Luckily he says, in January 2008, his mother sent him Sh1,700 as upkeep money.

"I went straight and bought a Kasperky antivirus, one user, with an intention of selling it to recoup the profit. When I reached to the market, I found a client who needed four pieces. I rushed back to my supplier, who build trust in me at first sight took the packets on credit and sold it," Omondi the owner of the Fairbiz business that started from an office less platform and now has income levels of over Sh400,000 a week, Omondi says, as he hands me pieces of papers that profiles the company and Kenya Revenue Authority tax returns copies.

He says the Fairbiz brand was the most difficult thing to introduce in the market.

"It was mind-boggling. As the product — Kaspersky — I was selling was new to the market and my company was also unknown. Winning trust was very tasking," he says adding that there are those who mocked him.

Have to endure

"I knew as an entrepreneur you have to endure all this. In business, you can create and develop skills but it does not happen overnight. I had to convince reluctant retail shops and wholesalers, who viewed Kaspersky as unattractive product, that it was the best in fighting computer viruses," he recalls.

"I would not falter even as some told me that entrepreneurship is failure and the business that will be gone in two years. Instead of earning less for long hours work, I would be better off taking up a traditional job," he said.

He says he drafted a business plan to direct his business, and give it a professional touch. He also made sure the company was liquid enough to buy and sell quickly, growing the client base in the niche-focused regional businesses.

"I was aiming to achieve rapid-scale growth, through an aggressive buy and build strategy, as well maximise on profits," Omondi explains, saying the strategy dramatically outperformed, booming the business very fast.
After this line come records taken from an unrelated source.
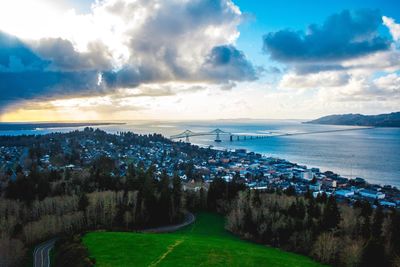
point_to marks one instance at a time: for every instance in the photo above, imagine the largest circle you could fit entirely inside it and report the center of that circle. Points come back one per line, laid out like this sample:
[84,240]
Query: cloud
[342,36]
[226,63]
[314,80]
[123,44]
[15,56]
[62,55]
[393,27]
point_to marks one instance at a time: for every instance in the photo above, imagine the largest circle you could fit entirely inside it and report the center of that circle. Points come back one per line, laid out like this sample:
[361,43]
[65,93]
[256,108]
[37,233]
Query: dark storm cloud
[63,56]
[175,43]
[15,56]
[342,36]
[226,63]
[25,75]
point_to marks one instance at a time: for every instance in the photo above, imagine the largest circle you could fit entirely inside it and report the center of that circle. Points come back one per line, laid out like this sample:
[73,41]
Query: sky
[74,60]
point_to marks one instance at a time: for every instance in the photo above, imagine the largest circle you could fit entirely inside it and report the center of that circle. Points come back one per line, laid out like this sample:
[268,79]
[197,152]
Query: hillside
[382,120]
[204,243]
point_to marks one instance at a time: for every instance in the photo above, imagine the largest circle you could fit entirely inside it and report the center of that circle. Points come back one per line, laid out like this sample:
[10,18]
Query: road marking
[169,250]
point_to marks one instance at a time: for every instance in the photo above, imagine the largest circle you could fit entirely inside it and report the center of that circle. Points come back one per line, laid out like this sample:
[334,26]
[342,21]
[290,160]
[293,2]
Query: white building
[307,175]
[372,194]
[344,193]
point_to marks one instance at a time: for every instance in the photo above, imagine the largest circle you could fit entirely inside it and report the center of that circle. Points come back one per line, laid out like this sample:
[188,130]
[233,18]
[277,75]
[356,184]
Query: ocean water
[370,153]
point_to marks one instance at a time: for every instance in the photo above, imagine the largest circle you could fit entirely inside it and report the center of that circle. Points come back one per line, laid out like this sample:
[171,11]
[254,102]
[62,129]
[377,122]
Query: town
[75,152]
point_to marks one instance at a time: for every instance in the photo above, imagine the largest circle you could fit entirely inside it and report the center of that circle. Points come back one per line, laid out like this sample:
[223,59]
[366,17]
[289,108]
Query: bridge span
[243,136]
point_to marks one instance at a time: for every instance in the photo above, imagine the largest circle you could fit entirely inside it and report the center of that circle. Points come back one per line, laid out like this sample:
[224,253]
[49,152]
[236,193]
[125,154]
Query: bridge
[217,132]
[240,136]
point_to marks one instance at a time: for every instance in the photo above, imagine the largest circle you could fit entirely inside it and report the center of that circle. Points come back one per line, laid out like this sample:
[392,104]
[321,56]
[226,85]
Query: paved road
[41,254]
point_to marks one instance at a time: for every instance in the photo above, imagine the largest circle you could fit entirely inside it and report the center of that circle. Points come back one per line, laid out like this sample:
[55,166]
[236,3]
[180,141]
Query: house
[372,194]
[306,175]
[344,193]
[315,187]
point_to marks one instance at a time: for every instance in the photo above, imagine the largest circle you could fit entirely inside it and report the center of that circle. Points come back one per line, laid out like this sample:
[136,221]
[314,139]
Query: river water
[373,154]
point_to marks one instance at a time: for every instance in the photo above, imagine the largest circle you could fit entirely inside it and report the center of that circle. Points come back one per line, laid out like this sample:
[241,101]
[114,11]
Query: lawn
[205,243]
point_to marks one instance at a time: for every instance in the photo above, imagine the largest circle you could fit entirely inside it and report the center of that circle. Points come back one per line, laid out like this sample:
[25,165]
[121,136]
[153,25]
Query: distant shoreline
[6,126]
[390,120]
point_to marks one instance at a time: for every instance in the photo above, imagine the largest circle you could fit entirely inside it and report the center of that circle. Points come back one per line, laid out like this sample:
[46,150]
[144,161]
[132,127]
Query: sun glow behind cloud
[177,59]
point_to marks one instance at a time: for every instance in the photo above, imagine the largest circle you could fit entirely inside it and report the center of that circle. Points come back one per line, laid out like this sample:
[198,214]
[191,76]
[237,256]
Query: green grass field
[205,243]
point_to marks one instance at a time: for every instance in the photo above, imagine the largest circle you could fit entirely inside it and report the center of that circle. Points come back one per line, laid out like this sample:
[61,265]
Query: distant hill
[382,120]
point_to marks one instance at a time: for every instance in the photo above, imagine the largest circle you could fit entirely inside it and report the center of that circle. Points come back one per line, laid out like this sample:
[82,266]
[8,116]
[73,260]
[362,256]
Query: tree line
[334,234]
[142,201]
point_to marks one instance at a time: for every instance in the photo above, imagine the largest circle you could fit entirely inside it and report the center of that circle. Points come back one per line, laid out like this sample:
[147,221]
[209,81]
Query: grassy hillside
[205,243]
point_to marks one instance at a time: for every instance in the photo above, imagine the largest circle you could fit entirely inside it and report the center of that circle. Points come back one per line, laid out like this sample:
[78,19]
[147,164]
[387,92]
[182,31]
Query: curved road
[41,254]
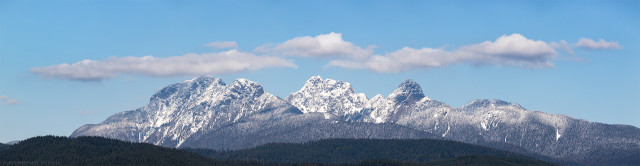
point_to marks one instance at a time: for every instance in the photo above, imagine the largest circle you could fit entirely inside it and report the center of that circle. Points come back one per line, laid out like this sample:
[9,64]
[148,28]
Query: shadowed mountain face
[207,113]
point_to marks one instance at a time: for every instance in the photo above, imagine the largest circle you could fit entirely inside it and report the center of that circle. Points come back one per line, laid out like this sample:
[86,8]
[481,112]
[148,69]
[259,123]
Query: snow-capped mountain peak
[328,95]
[407,92]
[491,103]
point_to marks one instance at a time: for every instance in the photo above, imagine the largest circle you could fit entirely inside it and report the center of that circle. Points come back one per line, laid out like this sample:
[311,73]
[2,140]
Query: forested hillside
[357,150]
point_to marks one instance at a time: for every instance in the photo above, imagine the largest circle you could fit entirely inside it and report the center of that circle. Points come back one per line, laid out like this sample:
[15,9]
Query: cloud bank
[189,64]
[321,46]
[507,50]
[222,44]
[9,101]
[599,45]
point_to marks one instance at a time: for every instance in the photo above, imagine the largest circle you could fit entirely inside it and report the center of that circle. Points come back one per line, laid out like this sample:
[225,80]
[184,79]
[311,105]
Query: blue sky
[577,58]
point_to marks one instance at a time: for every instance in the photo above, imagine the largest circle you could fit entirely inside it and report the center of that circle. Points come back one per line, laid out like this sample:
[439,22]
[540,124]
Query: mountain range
[206,113]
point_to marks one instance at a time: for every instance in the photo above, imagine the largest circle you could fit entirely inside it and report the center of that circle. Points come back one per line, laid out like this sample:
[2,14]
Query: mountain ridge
[205,110]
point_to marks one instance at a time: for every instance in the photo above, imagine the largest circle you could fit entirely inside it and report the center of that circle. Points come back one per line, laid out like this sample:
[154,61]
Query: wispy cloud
[222,44]
[599,45]
[508,50]
[86,112]
[9,101]
[231,61]
[321,46]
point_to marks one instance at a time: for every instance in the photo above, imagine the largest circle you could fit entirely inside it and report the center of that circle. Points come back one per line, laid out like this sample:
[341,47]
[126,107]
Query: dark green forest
[55,150]
[3,146]
[357,150]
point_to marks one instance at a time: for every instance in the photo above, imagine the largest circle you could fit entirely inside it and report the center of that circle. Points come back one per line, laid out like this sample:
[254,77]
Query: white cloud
[508,50]
[600,45]
[189,64]
[321,46]
[222,44]
[8,101]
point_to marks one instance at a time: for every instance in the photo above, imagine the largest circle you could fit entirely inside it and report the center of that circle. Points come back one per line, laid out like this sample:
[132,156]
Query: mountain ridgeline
[206,113]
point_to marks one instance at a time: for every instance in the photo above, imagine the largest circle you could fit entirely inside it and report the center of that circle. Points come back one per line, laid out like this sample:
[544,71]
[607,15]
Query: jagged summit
[483,103]
[206,112]
[329,96]
[407,92]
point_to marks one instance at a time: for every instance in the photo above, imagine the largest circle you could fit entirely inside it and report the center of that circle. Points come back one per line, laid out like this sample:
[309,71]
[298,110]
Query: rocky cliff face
[207,113]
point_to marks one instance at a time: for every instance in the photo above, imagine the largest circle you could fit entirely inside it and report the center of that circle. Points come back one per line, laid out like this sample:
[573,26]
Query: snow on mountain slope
[205,112]
[329,96]
[493,123]
[180,110]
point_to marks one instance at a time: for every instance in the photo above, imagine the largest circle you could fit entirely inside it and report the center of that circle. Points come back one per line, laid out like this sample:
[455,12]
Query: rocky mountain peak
[407,92]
"The secret is to make your products cheap, so that your clients don’t see you are exploiting them. But what many entrepreneurs do is set their dreams too high by fixing their price tags too high, not knowing that this keeps off clients," he advises.

dominate the market

Now, Omondi says, the business boasts of over 250 corporate clients in Kenya, 10 in Uganda, a major supply of the Kaspersky antivirus to thousands of retail computer accessories shops.

"With the current customer backings, we are determined to move the company to niche areas. Our plan is to dominate the market spaces we are in, but as well in our new openings," he says adding that the company has opened four new offices in Mombasa, Nakuru, Eldoret and Kampala, to cater for its growing clientele base.

" Our success story is that the business has progressed from selling Kaspersky antivirus, to branded desktops and laptop computers and hardware maintenance," he says.

He notes that although internet bandwidth has been increased most cooperates are still operating with low bandwidth, and some areas are not served with internet, which is a major threat to his antivirus business, that depends on internet for updates.

"We have to grow business, not just by acquisitions, but by value added business both to us and to our customers. We want to demonstrate to the market that we have the best prices and offer quality service," he says.